Check Your Sources!

Check Your Sources! May 3, 2011

So, yesterday afternoon, after a day of  worry and finally having all my babies tucked away at home with me, I was flipping through some status updates on Facebook while I was waiting for my ladies to finish their homework.   This is not unusual for me, as it was too early to cook dinner, and too late to start another project, and I don’t like to leave the kitchen while homework is being done because, well, you know it wouldn’t get done if I wasn’t in the room.  (This being said when I am the only parent at home, when Khaled is here we tag team the homework!)

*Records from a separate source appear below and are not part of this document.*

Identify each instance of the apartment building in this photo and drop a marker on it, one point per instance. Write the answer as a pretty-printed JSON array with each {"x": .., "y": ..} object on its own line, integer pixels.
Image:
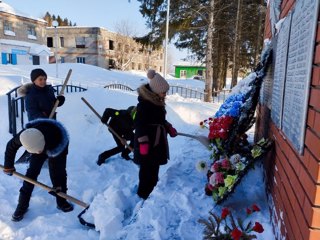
[
  {"x": 22, "y": 37},
  {"x": 99, "y": 47},
  {"x": 28, "y": 40}
]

I came across the quote I posted about, pasted in a status update and it felt so right.  It felt like a true, honest response to the posts I had been reading all day commenting on the death of Bin Ladin.  From the earliest hours of the morning, my FB ‘friends’ were posting comments that were pro-violence, pro-military, pro-USA, anti-Obama, pro-Obama and anti-Muslim.  I read several comments about Osama getting his seven virgins now, or would he be getting them even though he was murdered.  I read comments that included the words “Towel Head.” 

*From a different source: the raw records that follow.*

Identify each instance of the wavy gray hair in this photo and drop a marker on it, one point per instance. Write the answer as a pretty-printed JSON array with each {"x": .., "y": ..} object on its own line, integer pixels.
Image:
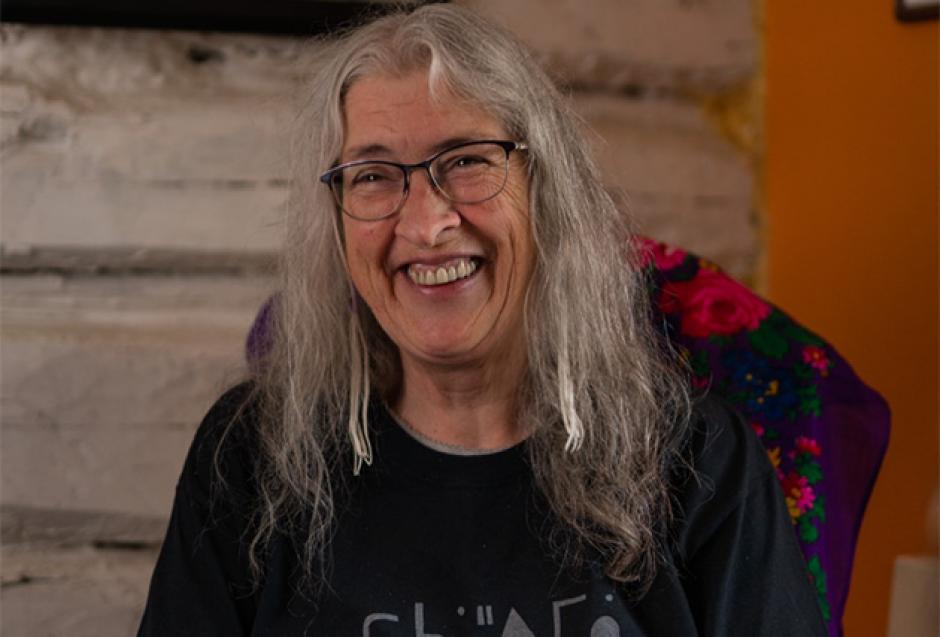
[{"x": 607, "y": 410}]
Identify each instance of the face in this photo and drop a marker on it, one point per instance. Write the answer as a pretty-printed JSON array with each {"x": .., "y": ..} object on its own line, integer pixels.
[{"x": 477, "y": 318}]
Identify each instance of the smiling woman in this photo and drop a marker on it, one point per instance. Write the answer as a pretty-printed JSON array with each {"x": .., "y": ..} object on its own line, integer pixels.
[{"x": 463, "y": 312}]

All of these comments, and the reactions of people I thought I knew better, fed into my fears for my children, my husband and my friends.  I am afraid when people find out that my family is Muslim.  I know that even though I live in an area of the midwest where there is a dense population of Muslim families, the local University has a strong MSA, and you can’t drive anywhere in town without seeing a covered woman, there are those people who group radical Muslims with normal, mainstream Muslims, and think that we are all to blame for the actions of the radical. 

There have been instances over the last 10 years where our Masjids have been spray painted, windows broken, playground equipment vandalized. Over the last two years, my daughters have played on soccer teams with less team members than all the other teams because parents remove their children from the team once they find out that our coach is Muslim.  They came right out and said to the coach, “I don’t want my kid on the Muslim team.”  “I don’t want my kid playing with Stinking Muslims.”  I have seen people move seats once my hijabi friends arrive and sit with me to watch the team play.  It has happened to ME.

So, when something happens in the world that draws everyone’s attention, and it involves someone who is identified as Muslim, I am guarded and panicked. 

Today my FB friends list is a few people shorter and I have a few more followers on Twitter.  It was drawn to my attention that the quote I read and re-posted was not, in fact said by Martin Luther King  Jr.  Once I found that out, I started trying to verify any part of the quote.  I felt a bit stupid, kinda like when you get that e-mail hoax and hit the send trigger only to find out minutes later that it was, indeed, a hoax.

I’ve spent the better part of an hour and a half trying to find some verification of this quote, and the best I could come up was these two sources.  First, being another blog written by Jenna Elisa where she dissects the quotation and gives the corrected version, cited in A Testament of Hope: The Essential Writings and Speeches of Martin Luther King, Jr. and the Stanford University MLK Archives in which they have the transcripts of King’s ‘Where Do We Go From Here’ speech.  In the transcripts I found this passage:

And the other thing is, I’m concerned about a better world. I’m concerned about justice; I’m concerned about brotherhood; I’m concerned about truth. (That’s right) And when one is concerned about that, he can never advocate violence. For through violence you may murder a murderer, but you can’t murder murder. (Yes) Through violence you may murder a liar, but you can’t establish truth. (That’s right) Through violence you may murder a hater, but you can’t murder hate through violence. (All right, That’s right) Darkness cannot put out darkness; only light can do that. [applause]

Now I still stand behind the idea of the statement, I still feel the same way.  I’ve learned that I must do more source checking before pushing the Publish button.